Tanzania opposition leader arrives in Belgium after disputed vote

Tundu Lissu

Tundu Lissu, Tanzania's former MP with the Chadema main opposition party reacts to supporters as he returns after three years in exile, at Julius Nyerere International Airport in Dar es Salaam on July 27, 2020. 

Photo credit: AFP

Tanzanian opposition leader Tundu Lissu arrived in Belgium on Wednesday after losing last month's presidential election in a disputed vote.

Scores of opposition supporters have been arrested in a crackdown launched after the October 28 vote by incumbent president John Magufuli's government, including briefly Lissu.

In a short text message, Lissu said he had flown to Belgium via Addis Ababa and Vienna. There were no other details.

Lissu had been sheltering at the German embassy in Tanzania since November 2, his wife Alicia said.

The US ambassador to Tanzania, Donald Wright, said Lissu had left Tanzania "to seek medical treatment abroad" but a law firm acting for Lissu described this as "entirely false".

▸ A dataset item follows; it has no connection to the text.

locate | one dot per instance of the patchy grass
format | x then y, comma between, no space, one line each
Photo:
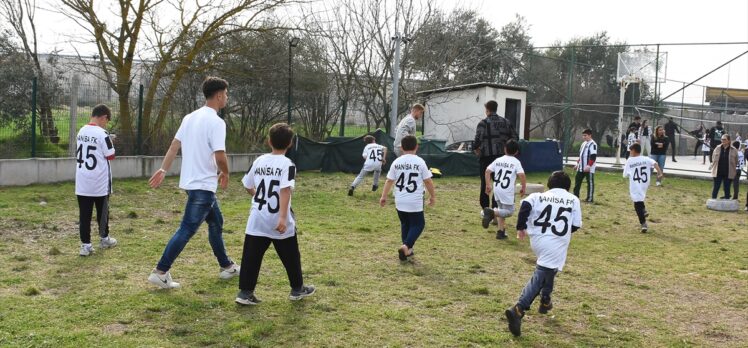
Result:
682,284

Asked before his departure whether he was leaving for health or security reasons, Lissu said "both".

Lissu, 52, returned to Tanzania in July after spending three years abroad recovering from an assassination attempt he believes was politically motivated, in which he was shot 16 times.

Magufuli won a crushing 84 percent of the vote, in a ballot that the opposition says was stained by massive fraud, and his party took 97 percent of the parliamentary seats up for grabs.

Lissu was the main opposition challenger but officially won just 13 percent of the vote, while popular opposition MPs lost seats in key strongholds.

The opposition called for street demonstrations against the results, but their leaders were swiftly detained and a heavy security presence deterred potential protest action.

Lissu was himself detained and questioned after dismissing the election as a sham.